Question

A parallel beam of fast moving electrons is incident normally on a narrow slit. A fluorescent screen is placed at a large distance from the slit. If the speed of the electrons is increased, which of the following statement is correct:
A) Diffraction pattern is not observed on the screen in the case of electrons.
B) The angular width of the central maximum of the diffraction pattern will increase.
C) The angular width of the central maximum will decrease.
D) The angular width of the central maximum will remain unaffected.

Answer 1

Fluorescent screen is the transparent screen which is coated with fluorescent material so as to show the x-rays images. When a light falls upon a narrow slit pattern then there is formation of differentiation patterns.

Formula used:
The formula of the De Broglie’s equation is equal to,
$\Rightarrow \lambda = \dfrac{h}{{mv}}$
Where wavelength is$\lambda$, the Planck’s constant is h, mass is m and velocity is v.
The formula of the angular width is given by,
$\Rightarrow \theta = \dfrac{\lambda }{d}$
Where the slit length is d, the wavelength is $\lambda$ and the angular width is$\theta$.

Complete step by step answer:
It is given on the problem that a parallel beam of fast moving electrons is incident normally on a narrow slit a fluorescent screen is placed at a large distance from the slit and we need to find the correct option for this problem.

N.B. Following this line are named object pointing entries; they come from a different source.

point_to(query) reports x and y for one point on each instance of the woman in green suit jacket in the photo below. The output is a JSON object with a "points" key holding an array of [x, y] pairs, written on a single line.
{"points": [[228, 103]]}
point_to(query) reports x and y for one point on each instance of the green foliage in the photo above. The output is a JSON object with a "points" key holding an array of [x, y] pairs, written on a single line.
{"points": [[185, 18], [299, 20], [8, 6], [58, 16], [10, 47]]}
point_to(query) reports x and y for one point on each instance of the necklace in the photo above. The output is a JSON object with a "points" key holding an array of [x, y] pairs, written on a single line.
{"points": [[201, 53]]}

Let us consider each option and then find the answer for this problem.

Option A,
Diffraction pattern is not observed on the screen in the case of electrons.
The option A is not the correct answer for this problem because we observe diffraction patterns. If a fast electron falls upon a narrow slit then a diffraction pattern is observed.

Option B,
The angular width of the central maximum of the diffraction pattern will increase.
The formula of the De Broglie’s equation is equal to,
$\Rightarrow \lambda = \dfrac{h}{{mv}}$
Where wavelength is $\lambda$, the Planck’s constant is h, mass is m and velocity is v.
As the wavelength of the wave is inversely proportional to the velocity of the wave and as the speed of the wave is increased and therefore the wavelength decreases. Hence option B is not the correct answer.

Option C,
The angular width of the central maximum will decrease.
The formula of the De Broglie’s equation is equal to,
$\Rightarrow \lambda = \dfrac{h}{{mv}}$
Where wavelength is $\lambda$, the Planck’s constant is h, mass is m and velocity is v.
Here by De Broglie’s equation it is clear that the wavelength is inversely proportional to the velocity of the wave.
As the speed of the electron is increased therefore the wavelength of the wave gets decreased.

Option D,
The angular width of the central maximum will remain unaffected.
The formula of the angular width is given by,
$\Rightarrow \theta = \dfrac{\lambda }{d}$
Where the slit length is d, the wavelength is $\lambda$ and the angular width is$\theta$.
Now as the wavelength of the wave decreases as the velocity increases therefore the angular width will also decrease as the angular width is directly proportional to the wavelength and therefore this option is not correct.

The correct answer for this problem is option C.

Note: The differentiation pattern is the formation of dark and light fringes on the surface of the screen which is formed due to the interference of the light waves coming out from the narrow slits. The differentiation pattern due single slit consists of a central bright band and has alternate dark and light fringes.